Question

How do you write ${\left( {\dfrac{1}{4}} \right)^{ - 6}} = 4096$ in logarithmic form?

Answer 1

Hint : In order to determine the value of the above question in logarithmic form ,use the definition of logarithm that the logarithm of the form ${\log _b}x = y$ is when converted into exponential form is equivalent to ${b^y} = x$ ,so compare with this form and form your answer accordingly.

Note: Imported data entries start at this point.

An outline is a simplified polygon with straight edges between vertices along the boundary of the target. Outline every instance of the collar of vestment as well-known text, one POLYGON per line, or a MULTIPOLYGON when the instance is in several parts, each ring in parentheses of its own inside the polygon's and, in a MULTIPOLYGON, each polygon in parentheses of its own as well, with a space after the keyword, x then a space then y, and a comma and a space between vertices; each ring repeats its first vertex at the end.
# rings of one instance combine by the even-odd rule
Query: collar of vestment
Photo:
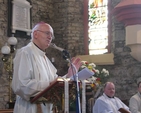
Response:
POLYGON ((32 44, 34 50, 35 50, 38 54, 40 54, 41 56, 45 56, 45 52, 44 52, 44 51, 42 51, 41 49, 39 49, 39 47, 36 46, 33 42, 31 42, 31 44, 32 44))

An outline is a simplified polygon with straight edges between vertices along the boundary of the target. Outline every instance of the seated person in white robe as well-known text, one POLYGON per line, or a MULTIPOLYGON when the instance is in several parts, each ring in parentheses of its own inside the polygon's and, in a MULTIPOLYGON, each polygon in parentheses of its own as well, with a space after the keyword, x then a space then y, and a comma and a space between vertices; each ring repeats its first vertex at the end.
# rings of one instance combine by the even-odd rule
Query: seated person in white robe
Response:
MULTIPOLYGON (((30 98, 54 81, 57 70, 45 55, 45 49, 53 39, 52 27, 44 22, 35 25, 31 33, 31 42, 19 49, 14 58, 12 89, 16 96, 14 113, 37 113, 37 105, 30 103, 30 98)), ((81 66, 79 58, 72 60, 78 70, 81 66)), ((66 77, 72 75, 71 67, 66 77)), ((40 104, 42 113, 52 113, 52 103, 40 104)))
POLYGON ((129 108, 115 95, 115 85, 107 82, 104 86, 104 93, 93 106, 93 113, 131 113, 129 108), (120 112, 124 110, 125 112, 120 112))
POLYGON ((132 113, 141 113, 141 80, 137 81, 138 92, 129 101, 129 108, 132 113))

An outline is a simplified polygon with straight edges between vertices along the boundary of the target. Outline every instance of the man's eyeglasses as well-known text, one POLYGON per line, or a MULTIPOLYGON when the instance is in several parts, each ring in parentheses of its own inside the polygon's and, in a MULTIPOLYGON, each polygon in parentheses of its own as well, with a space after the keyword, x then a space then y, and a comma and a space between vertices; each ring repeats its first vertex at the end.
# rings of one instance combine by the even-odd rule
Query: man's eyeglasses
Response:
POLYGON ((53 34, 49 31, 41 31, 41 30, 36 30, 36 31, 40 31, 42 33, 45 33, 47 36, 51 36, 52 38, 54 38, 53 34))

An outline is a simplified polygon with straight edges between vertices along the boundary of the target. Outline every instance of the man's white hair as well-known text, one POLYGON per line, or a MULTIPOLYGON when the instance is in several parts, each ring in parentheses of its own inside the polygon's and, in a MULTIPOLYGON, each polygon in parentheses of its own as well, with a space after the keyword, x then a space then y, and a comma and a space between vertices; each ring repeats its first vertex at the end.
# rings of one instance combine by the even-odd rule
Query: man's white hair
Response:
MULTIPOLYGON (((34 31, 38 30, 41 24, 47 24, 47 23, 45 23, 45 22, 40 22, 40 23, 37 23, 37 24, 33 27, 32 32, 31 32, 31 41, 33 41, 33 38, 34 38, 34 37, 33 37, 34 31)), ((48 25, 49 25, 49 24, 48 24, 48 25)), ((50 26, 50 25, 49 25, 49 26, 50 26)), ((51 27, 51 26, 50 26, 50 27, 51 27)), ((52 28, 52 27, 51 27, 51 28, 52 28)), ((52 39, 55 39, 54 33, 53 33, 53 28, 52 28, 52 35, 53 35, 52 39)))

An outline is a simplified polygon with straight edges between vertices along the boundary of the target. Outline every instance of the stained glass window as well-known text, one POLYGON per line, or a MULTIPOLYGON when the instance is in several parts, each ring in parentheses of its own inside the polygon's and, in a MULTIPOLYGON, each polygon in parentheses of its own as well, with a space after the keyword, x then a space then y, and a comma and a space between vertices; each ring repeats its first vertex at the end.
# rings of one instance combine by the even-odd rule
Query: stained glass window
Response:
POLYGON ((89 55, 108 52, 108 0, 89 0, 89 55))

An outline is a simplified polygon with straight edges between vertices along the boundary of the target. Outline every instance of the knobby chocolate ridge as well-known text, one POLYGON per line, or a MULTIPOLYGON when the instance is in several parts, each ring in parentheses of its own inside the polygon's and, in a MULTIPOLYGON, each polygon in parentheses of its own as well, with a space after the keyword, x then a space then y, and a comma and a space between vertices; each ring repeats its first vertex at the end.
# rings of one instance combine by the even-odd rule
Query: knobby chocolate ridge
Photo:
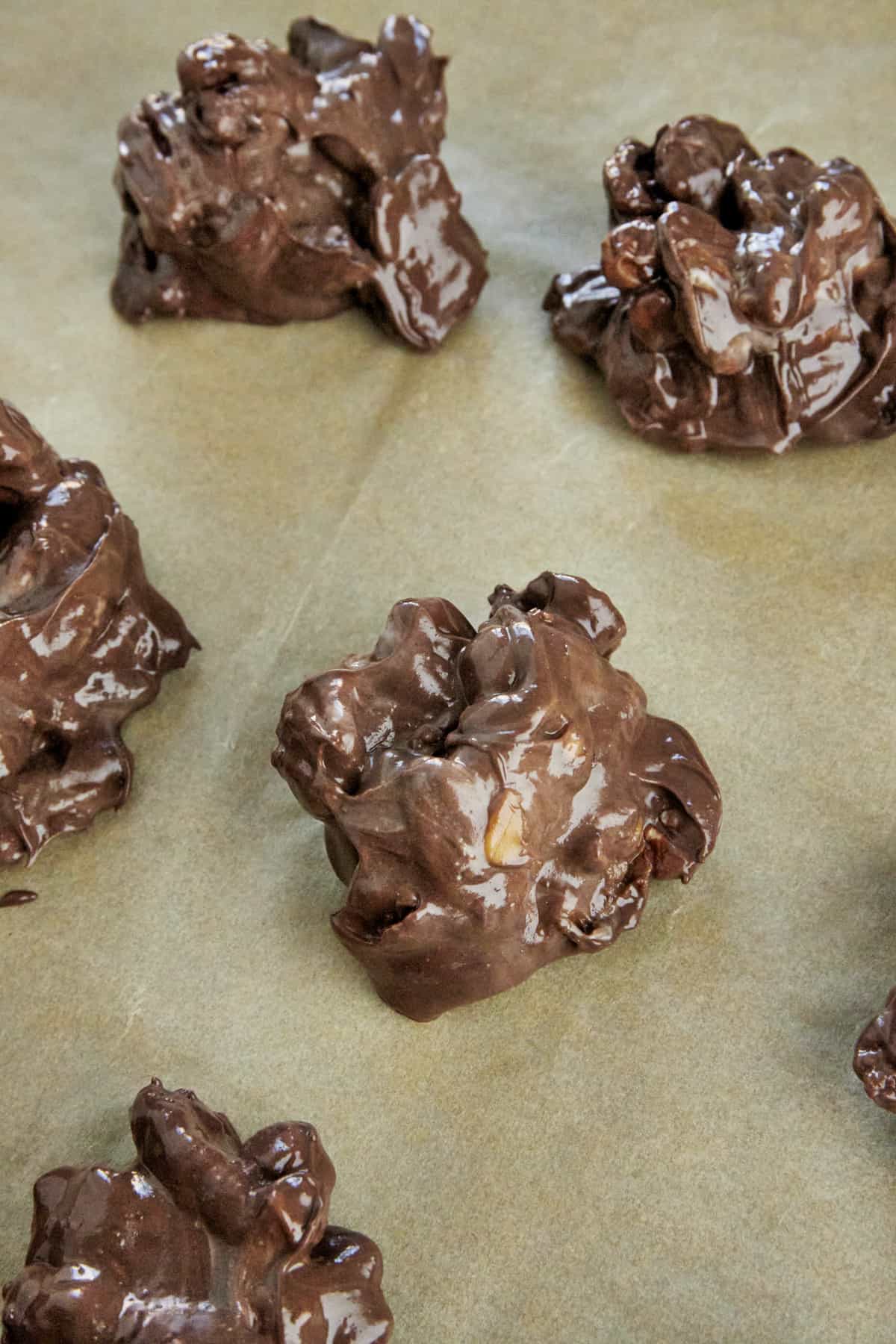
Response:
POLYGON ((606 948, 721 817, 690 735, 610 664, 606 594, 545 573, 490 603, 477 632, 399 602, 369 656, 286 696, 273 757, 348 886, 336 933, 418 1020, 606 948))
POLYGON ((603 181, 602 262, 544 306, 634 430, 775 453, 893 433, 896 226, 861 168, 686 117, 623 141, 603 181))
POLYGON ((853 1068, 870 1099, 896 1111, 896 988, 884 1011, 869 1021, 856 1042, 853 1068))
POLYGON ((242 1142, 153 1079, 130 1128, 130 1167, 38 1180, 3 1344, 386 1344, 379 1249, 328 1224, 336 1172, 312 1125, 242 1142))
POLYGON ((118 312, 286 323, 357 302, 441 344, 488 270, 438 157, 447 62, 430 36, 392 16, 373 46, 298 19, 289 51, 187 47, 180 94, 118 128, 118 312))
POLYGON ((0 402, 0 863, 121 806, 121 724, 193 648, 99 470, 0 402))

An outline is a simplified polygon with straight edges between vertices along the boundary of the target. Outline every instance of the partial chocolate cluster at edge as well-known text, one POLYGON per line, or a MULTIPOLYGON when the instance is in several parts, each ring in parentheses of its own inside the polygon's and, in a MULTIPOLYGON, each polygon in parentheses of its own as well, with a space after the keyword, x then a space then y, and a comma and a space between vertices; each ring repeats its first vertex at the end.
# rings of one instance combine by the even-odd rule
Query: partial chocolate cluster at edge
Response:
POLYGON ((0 402, 0 864, 121 806, 121 724, 193 648, 99 470, 0 402))
POLYGON ((853 1068, 870 1099, 896 1113, 896 988, 856 1042, 853 1068))
POLYGON ((445 66, 399 16, 376 46, 314 19, 289 51, 232 34, 189 46, 181 93, 118 129, 118 312, 286 323, 357 302, 411 345, 441 344, 488 278, 438 157, 445 66))
POLYGON ((153 1081, 136 1161, 35 1185, 3 1344, 386 1344, 379 1249, 328 1226, 336 1172, 312 1125, 246 1142, 191 1091, 153 1081))
POLYGON ((693 738, 611 665, 606 594, 545 573, 490 606, 477 632, 399 602, 369 656, 286 698, 273 758, 348 886, 333 929, 418 1020, 609 946, 721 817, 693 738))
POLYGON ((686 117, 603 180, 600 265, 544 306, 634 430, 775 453, 896 430, 896 226, 861 168, 686 117))

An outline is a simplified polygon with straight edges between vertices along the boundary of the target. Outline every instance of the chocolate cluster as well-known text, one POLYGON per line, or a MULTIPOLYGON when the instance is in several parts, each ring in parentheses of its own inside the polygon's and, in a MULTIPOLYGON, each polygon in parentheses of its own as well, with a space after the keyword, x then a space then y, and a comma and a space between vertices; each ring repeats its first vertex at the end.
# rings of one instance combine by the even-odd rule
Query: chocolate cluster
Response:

Complete step-by-step answer :
We are given ${\left( {\dfrac{1}{4}} \right)^{ - 6}} = 4096$
Removing negative sign of exponent by taking the reciprocal and writing $4 = {2^2}$
${\left( {{2^2}} \right)^6} = 4096 \\\ {\left( 2 \right)^{12}} = 4096 \;$
To convert the above into logarithmic form, we must know the properties of logarithms and with the help of them we are going to rewrite our question.
Any logarithmic form ${\log _b}x = y$ when converted into equivalent exponential form results in ${b^y} = x$
So in Our question we are given ${\left( 2 \right)^{12}} = 4096$ and if compare this with ${\log _b}x = y$ we get
$b = 2 \\\ y = 12 \\\ x = 4096 \;$
Hence the logarithmic form of ${\left( 2 \right)^{12}} = 4096$ will be equivalent to ${\log _2}4096 = 12$ .
Therefore, our required answer is ${\log _2}4096 = 12$ .
So, the correct answer is “ ${\log _2}4096 = 12$ ”.

Note : 1. Value of the constant” e” is equal to 2.71828.
2. A logarithm is basically the reverse of a power or we can say when we calculate a logarithm of any number , we actually undo an exponentiation.
3.Any multiplication inside the logarithm can be transformed into addition of two separate logarithm values .
${\log _b}(mn) = {\log _b}(m) + {\log _b}(n)$
4. Any division inside the logarithm can be transformed into subtraction of two separate logarithm values .
${\log _b}(\dfrac{m}{n}) = {\log _b}(m) - {\log _b}(n)$
5. Any exponent value on anything inside the logarithm can be transformed and moved out of the logarithm as a multiplier and vice versa.
$n\log m = \log {m^n}$